1. D-Amino Acids in Plants
L-amino acids are primary metabolites and building blocks of proteins, and therefore matter of intensive research as essential molecules for all living organisms. However, the D-enantiomers are also regularly found throughout the complete kingdom of life (e.g. as elements of the bacterial cell wall, as parts of toxins, or as co-agonists of neurotransmitters). Nevertheless, knowledge about them in plants is rather scarce, although there is growing evidence that D-amino acids (D-AAs) fulfil different physiological functions also in plants (Fig. 1).
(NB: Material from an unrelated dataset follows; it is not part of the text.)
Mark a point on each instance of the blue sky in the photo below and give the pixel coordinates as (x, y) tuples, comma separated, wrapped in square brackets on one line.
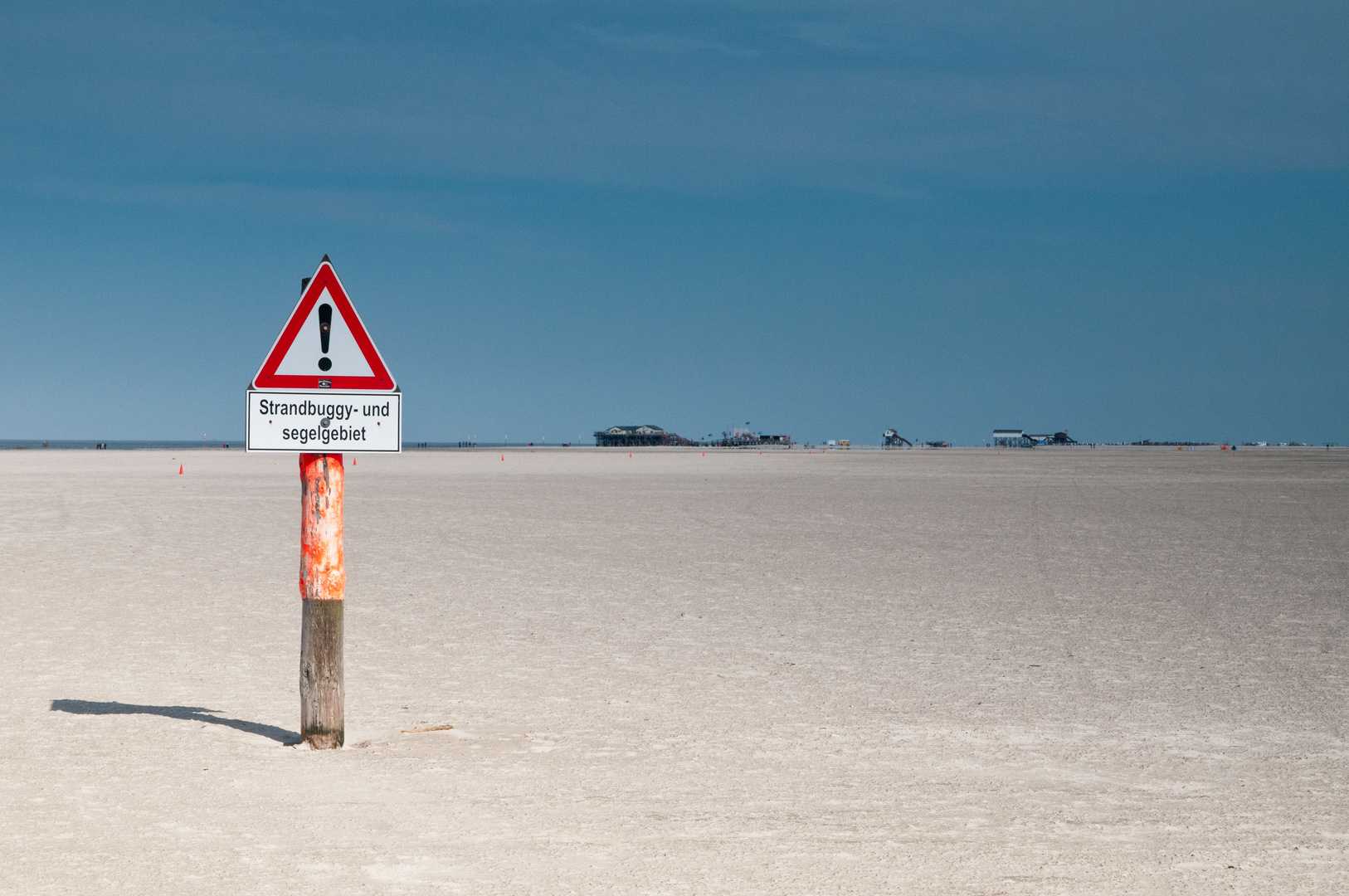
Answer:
[(825, 219)]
We started to study the metabolism of D-AAs in plants, when we found that plants react differentially to D-AA application. Plants are able to actively take up D-AAs, release them to their rhizosphere, and to degrade them enzymatically. In the course of these studies, we identified and characterized a central enzyme of D-amino acid metabolism in Arabidopsis, the plastidic D-AA transaminase AtDAT1. This enzyme turned out to be responsible for the phenomenon of “D-AA stimulated ethylene production”, which we are currently investigating in more detail.
D-AAs also play a role in the biogenesis of chloroplasts. According to the endosymbiotic theory, plastids evolved from bacterial ancestors with cell walls consisting of peptidoglycan with D-Ala and D-Glu. As previously shown in mosses, we found strong indications that chloroplast envelopes of higher plants also contain elements such as peptidoglycan (Fig. 2). In future, we will investigate biosynthesis of peptidoglycan in plants and the physiological functions of its incorporation into the plastidic envelope.